The study was approved by the Ethical Committees of the Institute of Health and Sport Sciences and the Institute of Clinical Medicine of the University of Tsukuba. The study conformed to the principles outlined in the Helsinki Declaration, and written informed consent was obtained from all subjects before inclusion in the study.

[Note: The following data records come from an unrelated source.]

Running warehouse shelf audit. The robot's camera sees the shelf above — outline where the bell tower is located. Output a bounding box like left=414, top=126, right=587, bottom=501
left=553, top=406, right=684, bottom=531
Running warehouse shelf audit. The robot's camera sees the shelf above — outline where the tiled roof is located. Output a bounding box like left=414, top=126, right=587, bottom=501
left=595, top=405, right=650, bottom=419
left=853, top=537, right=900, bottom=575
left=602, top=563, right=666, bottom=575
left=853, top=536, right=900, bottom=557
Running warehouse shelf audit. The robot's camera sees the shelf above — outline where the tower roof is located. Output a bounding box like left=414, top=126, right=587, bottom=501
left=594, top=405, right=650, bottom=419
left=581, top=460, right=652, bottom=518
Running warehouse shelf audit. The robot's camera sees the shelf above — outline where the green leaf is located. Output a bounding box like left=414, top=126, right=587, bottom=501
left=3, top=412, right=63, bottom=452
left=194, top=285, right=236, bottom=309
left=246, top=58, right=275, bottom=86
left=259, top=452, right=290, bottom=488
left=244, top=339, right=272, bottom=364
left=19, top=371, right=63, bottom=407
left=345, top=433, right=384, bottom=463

Measurement of Daily Physical Activity
Daily physical activity was measured using a uniaxial accelerometer (Life-Corder, Suzuken Co., Nagoya, Japan) as described in previous studies with minor modifications.27 All subjects wore the uniaxial accelerometer on the waist continuously for 14 days, except for sleeping and bathing, and data from a continuous 7-day period were used to assess physical activity. The total energy expenditure (kcal) was calculated as the sum of the energy measured by both the uniaxial accelerometer and the questionnaire of activities with the Compendium of Physical Activity.28 Subjects were divided into inactive lifestyle and active lifestyle groups, with the dividing line set at the median value (186 kcal/d) of mean energy expenditure per day.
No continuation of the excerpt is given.